The gene-regulatory dynamics governing drug responses in cancer are yet to be fully understood. Here, we report a pipeline capable of producing high-throughput pharmacotranscriptomic profiling through live-cell barcoding using antibody–oligonucleotide conjugates. This pipeline combines drug screening with 96-plex single-cell RNA sequencing. We show the potential of this approach by exploring the heterogeneous transcriptional landscape of primary high-grade serous ovarian cancer (HGSOC) cells after treatment with 45 drugs, with 13 distinct classes of mechanisms of action. A subset of phosphatidylinositol 3-OH kinase (PI3K), protein kinase B (AKT) and mammalian target of rapamycin (mTOR) inhibitors induced the activation of receptor tyrosine kinases, such as the epithelial growth factor receptor (EGFR), and this was mediated by the upregulation of caveolin 1 (CAV1). This drug resistance feedback loop could be mitigated by the synergistic action of agents targeting PI3K–AKT–mTOR and EGFR for HGSOC with CAV1 and EGFR expression. Using this workflow could enable the personalized testing of patient-derived tumor samples at single-cell resolution.

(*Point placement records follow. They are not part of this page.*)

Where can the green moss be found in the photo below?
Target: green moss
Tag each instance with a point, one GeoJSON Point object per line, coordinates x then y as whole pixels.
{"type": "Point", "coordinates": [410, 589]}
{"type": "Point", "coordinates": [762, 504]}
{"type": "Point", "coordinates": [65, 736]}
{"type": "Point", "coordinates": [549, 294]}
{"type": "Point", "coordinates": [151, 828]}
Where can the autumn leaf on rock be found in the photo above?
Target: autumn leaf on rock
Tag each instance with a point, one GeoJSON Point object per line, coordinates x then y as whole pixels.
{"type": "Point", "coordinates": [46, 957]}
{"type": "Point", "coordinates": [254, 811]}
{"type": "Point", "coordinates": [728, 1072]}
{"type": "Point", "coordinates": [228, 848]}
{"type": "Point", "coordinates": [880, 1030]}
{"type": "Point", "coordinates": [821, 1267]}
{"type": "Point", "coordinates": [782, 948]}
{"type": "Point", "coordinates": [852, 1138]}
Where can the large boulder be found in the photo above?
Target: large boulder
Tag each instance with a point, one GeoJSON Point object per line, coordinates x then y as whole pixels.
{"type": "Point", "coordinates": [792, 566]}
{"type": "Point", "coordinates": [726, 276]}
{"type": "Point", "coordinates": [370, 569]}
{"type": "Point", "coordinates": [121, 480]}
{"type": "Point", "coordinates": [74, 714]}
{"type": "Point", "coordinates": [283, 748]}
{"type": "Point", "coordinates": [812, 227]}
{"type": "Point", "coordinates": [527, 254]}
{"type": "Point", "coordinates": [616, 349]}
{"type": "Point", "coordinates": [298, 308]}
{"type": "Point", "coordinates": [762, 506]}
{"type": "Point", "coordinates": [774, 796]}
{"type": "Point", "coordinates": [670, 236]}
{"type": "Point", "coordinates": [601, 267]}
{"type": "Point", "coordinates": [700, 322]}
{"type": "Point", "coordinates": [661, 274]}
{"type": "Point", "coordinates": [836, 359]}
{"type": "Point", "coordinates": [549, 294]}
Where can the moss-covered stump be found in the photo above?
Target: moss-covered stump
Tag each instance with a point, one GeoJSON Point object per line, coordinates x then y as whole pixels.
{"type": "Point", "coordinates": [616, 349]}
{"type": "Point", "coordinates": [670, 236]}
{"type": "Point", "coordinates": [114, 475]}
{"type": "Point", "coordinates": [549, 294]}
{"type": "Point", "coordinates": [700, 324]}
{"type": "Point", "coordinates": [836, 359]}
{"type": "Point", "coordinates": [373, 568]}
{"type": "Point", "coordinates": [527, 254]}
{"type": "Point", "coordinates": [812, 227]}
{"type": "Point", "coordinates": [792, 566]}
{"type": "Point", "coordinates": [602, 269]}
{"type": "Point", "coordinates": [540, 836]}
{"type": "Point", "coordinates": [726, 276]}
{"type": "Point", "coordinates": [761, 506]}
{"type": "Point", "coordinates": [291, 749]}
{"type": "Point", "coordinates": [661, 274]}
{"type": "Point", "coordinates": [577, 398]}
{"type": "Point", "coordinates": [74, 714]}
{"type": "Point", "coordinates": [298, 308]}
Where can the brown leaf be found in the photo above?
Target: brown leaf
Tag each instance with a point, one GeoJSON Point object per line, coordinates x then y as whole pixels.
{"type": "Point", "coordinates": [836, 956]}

控制癌症药物反应的基因调控动力学尚不完全清楚。在这里，我们报道了一种能够通过使用抗体-寡核苷酸偶联物的活细胞条形码产生高通量药物转录组学分析的管道。该流程将药物筛选与 96 重单细胞 RNA 测序相结合。我们通过探索用 45 种药物治疗后原代高级别浆液性卵巢癌 （HGSOC） 细胞的异质性转录景观来展示这种方法的潜力，具有 13 种不同的作用机制。磷脂酰肌醇 3-OH 激酶 （PI3K）、蛋白激酶 B （AKT） 和哺乳动物雷帕霉素靶标 （mTOR） 抑制剂的一个亚群诱导受体酪氨酸激酶的激活，例如上皮生长因子受体 （EGFR），这是由小窝蛋白 1 （CAV1） 的上调介导的。这种耐药反馈回路可以通过靶向 PI3K-AKT-mTOR 和 EGFR 的药物对具有 CAV1 和 EGFR 表达的 HGSOC 的协同作用来缓解。使用该工作流程可以实现以单细胞分辨率对患者来源的肿瘤样本进行个性化检测。